Aku tersenyum miring. Di belakang mereka berdiri seorang anak perempuan berseragam putih abu-abu.

"Apa saya mengganggu family time anda?'' Tanyaku sinis. Ada jutaan kata mengganjal tenggorokku. Belum sebulan mama meninggal dan papa masih menemui si biang keladi kepergian mama. Bahkan tadi pagi, wajahnya begitu cerah seolah-olah pergi ke tempat ini merupakan surga. Sementara menghabiskan waktu bersamaku di rumah duka tak lebih dari neraka, begitu yang tercetak di wajah laki-laki tua yang menjadi cinta pertamaku itu.

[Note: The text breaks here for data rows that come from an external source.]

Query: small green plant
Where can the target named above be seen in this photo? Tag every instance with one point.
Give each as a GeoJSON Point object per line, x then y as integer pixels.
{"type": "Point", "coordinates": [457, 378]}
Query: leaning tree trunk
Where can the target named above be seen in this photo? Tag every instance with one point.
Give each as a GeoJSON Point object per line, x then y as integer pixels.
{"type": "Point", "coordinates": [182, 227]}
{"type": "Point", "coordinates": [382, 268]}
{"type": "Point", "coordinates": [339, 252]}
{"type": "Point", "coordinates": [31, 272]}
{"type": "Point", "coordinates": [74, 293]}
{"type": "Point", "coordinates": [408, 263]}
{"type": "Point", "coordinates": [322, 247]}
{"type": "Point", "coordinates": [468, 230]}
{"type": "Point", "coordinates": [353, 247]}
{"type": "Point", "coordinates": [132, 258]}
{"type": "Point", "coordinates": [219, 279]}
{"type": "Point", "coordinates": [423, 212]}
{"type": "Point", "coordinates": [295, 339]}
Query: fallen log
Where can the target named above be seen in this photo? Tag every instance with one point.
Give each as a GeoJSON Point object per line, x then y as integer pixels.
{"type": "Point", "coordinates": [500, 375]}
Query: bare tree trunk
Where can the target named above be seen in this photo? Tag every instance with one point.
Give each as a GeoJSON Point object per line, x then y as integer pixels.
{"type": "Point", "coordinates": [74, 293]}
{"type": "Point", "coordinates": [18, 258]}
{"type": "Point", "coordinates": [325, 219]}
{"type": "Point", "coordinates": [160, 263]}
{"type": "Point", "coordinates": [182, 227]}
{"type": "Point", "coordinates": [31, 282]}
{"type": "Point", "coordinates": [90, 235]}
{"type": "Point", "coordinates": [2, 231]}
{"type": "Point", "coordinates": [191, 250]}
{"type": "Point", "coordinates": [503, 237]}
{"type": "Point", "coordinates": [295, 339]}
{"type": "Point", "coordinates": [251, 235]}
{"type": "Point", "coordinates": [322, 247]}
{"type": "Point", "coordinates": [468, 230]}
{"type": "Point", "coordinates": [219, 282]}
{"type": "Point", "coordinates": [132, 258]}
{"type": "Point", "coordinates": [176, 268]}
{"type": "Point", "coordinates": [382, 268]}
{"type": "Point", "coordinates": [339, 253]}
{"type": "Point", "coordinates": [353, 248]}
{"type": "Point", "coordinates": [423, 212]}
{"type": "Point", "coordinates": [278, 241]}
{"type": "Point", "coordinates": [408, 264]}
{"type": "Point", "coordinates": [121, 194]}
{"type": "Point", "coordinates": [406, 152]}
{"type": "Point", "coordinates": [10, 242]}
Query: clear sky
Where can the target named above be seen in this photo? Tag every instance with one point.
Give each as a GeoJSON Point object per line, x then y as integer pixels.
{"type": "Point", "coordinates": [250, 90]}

"Asa, ini bukan seperti..''

"Seperti apa? Seperti apa, Bapak Hermawan? SEPERTI APA MAKSUDNYA??" Peduli setan bagaimana ekspresiku. Penghianatan ini terlalu memilukan. Perempuan mana yang sanggup kehilangan ibunya ditambah kenyataan adanya perempuan lain selama puluhan tahun yang hidup sempit-sempitan dalam hati ayahmu. Hingga punya keturunan. Gila.

"Tolong tenang, nak.'' Perempuan itu berjalan mendekatiku dengan langkah ragu-ragu. Menjijikan melihat wajah ketakutan perempuan yang sudah membuat kepercayaanku pada kesempurnaan keluargaku hancur. "Kita bisa berbicara dengan baik-baik. Saya bisa jelaskan semuanya.''

Aku menghapus air mata sialan yang menetes. Pandanganku sedikit buyar karena genangan air mata namun tidak menghalangi tanganku merogoh saku celanaku. Aku menyodorkan benda yang baru saja keluar dari sakuku ke arah perempuan itu. "Tusuk ini ke nadi lo. Baru gue bisa ngomong baik-baik.''

Perempuan itu menatap ngeri pada benda kecil yang kusodorkan. Pisau lipat. Bahkan jalang bodoh itu takut pada kematiannya. Masih berani merayu suami orang. Dasar murahan.

"Bunda jangan'', kata anak perempuan di belakang diikuti oleh papa. Aku terkekeh geli. Pemandangan ini luar biasa menjijikan. Terutama pandangan yang di arahkan papa kepadanya penuh cinta kemudian beralih padaku penuh amarah.

"Apa-apaan lo?'' Pemuda yang tadi kutemui di depan rumah menyerobok masuk. Tangannya meraih pisau. Tak ayal refleksku menahan agar pisau itu tidak berpindah tangan. Kami berebutan benda kecil itu hingga..

"AAAAKKHHH!!"

Pandanganku menggelap. Entah apa yang sudah terjadi. Pisau itu ada di tangan gemetaran si pemuda. Darah segar merembes blous kuning gadingku. Si jalang memekik seperti melihat hantu. Papa berlari menyongsongku. Dan gelap.